Open fabsen opened 3 years ago
Oh. This is interesting. Probably the figures are not probably closed. Thanks for pointing out. I wonder if this is an issue related to the pytorch lightning TensorboardLogger.
This still seems to be an issue. I had been training in a Docker container and thus not seeing the plots.
After training completed when not using a container, my system would almost crash from the sheer number of figures being opened. I will take a look at fixing the plot generation issue.

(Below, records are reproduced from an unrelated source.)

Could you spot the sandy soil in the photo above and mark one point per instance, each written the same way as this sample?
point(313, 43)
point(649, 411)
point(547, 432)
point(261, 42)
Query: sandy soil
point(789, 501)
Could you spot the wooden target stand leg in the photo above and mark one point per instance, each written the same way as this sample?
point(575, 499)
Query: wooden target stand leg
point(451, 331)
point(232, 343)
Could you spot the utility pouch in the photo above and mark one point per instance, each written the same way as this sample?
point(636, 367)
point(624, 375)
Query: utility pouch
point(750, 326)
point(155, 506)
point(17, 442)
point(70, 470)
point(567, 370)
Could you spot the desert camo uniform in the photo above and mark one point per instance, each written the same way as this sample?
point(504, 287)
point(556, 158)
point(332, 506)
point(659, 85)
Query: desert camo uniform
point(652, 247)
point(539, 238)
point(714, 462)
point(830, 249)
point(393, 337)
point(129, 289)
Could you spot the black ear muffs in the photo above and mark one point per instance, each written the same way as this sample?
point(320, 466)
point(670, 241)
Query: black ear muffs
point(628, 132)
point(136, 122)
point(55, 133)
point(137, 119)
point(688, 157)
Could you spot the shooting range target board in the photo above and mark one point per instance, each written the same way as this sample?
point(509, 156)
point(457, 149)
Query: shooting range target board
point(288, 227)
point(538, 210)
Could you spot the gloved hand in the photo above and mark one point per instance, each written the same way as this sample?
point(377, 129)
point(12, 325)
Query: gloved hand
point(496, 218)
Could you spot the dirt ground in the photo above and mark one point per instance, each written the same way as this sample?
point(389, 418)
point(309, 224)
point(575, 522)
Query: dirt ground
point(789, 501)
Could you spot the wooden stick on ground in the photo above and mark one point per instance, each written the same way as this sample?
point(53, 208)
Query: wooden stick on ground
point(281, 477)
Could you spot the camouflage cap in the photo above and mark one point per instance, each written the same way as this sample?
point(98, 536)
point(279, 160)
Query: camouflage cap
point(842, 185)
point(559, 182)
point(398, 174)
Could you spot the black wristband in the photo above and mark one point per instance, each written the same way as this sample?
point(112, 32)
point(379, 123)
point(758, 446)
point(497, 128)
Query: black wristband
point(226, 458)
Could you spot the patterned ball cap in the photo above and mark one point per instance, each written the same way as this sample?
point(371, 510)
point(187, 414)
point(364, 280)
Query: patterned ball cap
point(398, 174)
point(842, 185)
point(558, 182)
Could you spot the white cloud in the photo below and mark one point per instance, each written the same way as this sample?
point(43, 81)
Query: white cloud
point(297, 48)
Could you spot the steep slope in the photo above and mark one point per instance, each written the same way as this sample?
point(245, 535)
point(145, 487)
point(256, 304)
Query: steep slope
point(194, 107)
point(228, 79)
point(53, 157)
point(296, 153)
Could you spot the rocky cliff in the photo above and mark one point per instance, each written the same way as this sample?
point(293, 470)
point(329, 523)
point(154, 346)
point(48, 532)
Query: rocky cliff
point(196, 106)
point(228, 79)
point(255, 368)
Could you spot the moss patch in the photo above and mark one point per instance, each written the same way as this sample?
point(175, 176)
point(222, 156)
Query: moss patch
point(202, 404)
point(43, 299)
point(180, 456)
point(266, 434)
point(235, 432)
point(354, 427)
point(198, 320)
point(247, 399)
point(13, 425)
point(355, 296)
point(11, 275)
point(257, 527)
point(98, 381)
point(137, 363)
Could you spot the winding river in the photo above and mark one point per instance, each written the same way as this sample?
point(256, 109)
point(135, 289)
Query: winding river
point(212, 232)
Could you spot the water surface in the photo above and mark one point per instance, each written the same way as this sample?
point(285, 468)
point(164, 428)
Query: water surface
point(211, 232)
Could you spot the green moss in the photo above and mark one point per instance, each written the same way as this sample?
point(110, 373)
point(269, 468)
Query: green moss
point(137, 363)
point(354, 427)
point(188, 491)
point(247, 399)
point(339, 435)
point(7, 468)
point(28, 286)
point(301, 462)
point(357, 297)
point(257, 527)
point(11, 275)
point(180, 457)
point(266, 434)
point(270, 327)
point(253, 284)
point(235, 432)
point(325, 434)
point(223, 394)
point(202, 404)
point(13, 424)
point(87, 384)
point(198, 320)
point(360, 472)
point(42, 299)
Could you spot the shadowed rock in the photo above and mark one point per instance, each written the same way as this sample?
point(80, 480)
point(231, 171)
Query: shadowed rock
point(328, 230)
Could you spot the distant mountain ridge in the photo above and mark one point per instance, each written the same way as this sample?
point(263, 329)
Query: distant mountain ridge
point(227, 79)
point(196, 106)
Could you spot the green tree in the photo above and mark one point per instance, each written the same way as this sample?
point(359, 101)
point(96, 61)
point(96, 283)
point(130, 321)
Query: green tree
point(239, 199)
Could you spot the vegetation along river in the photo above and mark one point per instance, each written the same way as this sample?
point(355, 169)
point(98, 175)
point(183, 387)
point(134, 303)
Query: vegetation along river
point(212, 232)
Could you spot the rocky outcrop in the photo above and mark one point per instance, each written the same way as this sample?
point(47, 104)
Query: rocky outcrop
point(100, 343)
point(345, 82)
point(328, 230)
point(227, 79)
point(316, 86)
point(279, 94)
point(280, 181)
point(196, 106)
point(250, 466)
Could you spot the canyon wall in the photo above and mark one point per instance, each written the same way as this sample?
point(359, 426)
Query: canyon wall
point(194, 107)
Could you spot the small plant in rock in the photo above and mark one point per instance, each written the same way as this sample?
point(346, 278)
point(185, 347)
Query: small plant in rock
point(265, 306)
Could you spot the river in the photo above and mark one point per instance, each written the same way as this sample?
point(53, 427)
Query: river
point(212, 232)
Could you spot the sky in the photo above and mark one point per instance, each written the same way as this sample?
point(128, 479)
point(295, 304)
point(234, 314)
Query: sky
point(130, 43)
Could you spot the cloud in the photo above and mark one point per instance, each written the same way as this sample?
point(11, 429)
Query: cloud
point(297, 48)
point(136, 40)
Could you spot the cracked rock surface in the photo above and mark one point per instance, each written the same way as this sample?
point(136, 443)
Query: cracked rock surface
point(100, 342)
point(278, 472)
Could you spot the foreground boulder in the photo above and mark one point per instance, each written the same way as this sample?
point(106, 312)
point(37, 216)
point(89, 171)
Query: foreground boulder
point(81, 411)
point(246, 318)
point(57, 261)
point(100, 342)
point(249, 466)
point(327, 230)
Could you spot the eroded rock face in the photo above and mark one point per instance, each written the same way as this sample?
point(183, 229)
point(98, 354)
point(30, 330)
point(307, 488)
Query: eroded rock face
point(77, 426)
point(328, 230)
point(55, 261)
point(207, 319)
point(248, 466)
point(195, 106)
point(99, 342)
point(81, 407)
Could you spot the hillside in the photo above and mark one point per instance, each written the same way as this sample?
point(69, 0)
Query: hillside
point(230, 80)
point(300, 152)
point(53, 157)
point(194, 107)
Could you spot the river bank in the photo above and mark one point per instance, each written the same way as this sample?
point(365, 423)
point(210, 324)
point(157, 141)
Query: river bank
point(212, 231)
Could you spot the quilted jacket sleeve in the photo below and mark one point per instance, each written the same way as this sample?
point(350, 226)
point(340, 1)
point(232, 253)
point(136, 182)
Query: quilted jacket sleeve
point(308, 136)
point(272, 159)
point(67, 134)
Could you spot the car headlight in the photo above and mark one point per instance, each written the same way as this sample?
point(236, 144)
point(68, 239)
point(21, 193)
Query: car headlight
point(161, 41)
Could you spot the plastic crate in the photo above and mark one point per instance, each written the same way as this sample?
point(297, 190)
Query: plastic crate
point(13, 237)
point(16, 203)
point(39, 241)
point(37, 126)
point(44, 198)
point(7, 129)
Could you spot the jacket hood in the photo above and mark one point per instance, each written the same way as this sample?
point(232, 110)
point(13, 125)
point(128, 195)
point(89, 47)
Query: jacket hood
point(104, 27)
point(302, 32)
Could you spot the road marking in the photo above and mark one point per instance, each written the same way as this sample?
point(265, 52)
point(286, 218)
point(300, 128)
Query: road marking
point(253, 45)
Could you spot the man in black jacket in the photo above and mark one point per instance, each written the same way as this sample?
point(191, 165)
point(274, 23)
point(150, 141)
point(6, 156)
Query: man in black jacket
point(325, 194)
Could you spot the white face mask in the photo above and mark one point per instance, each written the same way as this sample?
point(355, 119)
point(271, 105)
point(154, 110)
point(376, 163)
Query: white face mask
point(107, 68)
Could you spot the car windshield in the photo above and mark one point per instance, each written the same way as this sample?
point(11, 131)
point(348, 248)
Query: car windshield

@fabsen Thank you for the solution of log_interval=-1
. I faced the same issue while training in ddp mode on 4x NVidia V100. This was a major hurdle for scalability. Libraries I'm using:
pytorch-forecasting==0.9.0 pytorch-lightning==1.6.5 torch==1.11.0 torchmetrics==0.5.0
I experienced the same issue today after trying to upgrade my environment after a while. I was already using log_interval = -1
I am not using DDP mode either. I do have a multiple GPU setup but am only using 1 GPU at a time using os.environ["CUDA_VISIBLE_DEVICES"]
library versions are:
pytorch-forecasting==1.0.0 pytorch-lightning==2.1.1 torch==2.0.1 torchmetrics==1.2.0
I experienced the same issue today after trying to upgrade my environment after a while. I was already using
log_interval = -1
I am not using DDP mode either. I do have a multiple GPU setup but am only using 1 GPU at a time using
os.environ["CUDA_VISIBLE_DEVICES"]
library versions are:
pytorch-forecasting==1.0.0 pytorch-lightning==2.1.1 torch==2.0.1 torchmetrics==1.2.0
I am facing with same problem. Tried log_interval=-1 but did not make any difference. Did you able to solve it?
Expected behavior
I follow the tft tutorial but want to train on multiple GPUs.
Actual behavior
RAM usage increase drastically over time until we get a memory error (Cannot allocate memory ...)
Changing to
log_interval=-1
gets rid of the problem. Also training on one GPU only doesn't increase RAM usage.Code to reproduce the problem
Steps that differ from the tutorial:
gpus=[0, 1], accelerator='ddp',
/edit: For clarification: RAM usage keeps increasing, not VRAM (which is okay).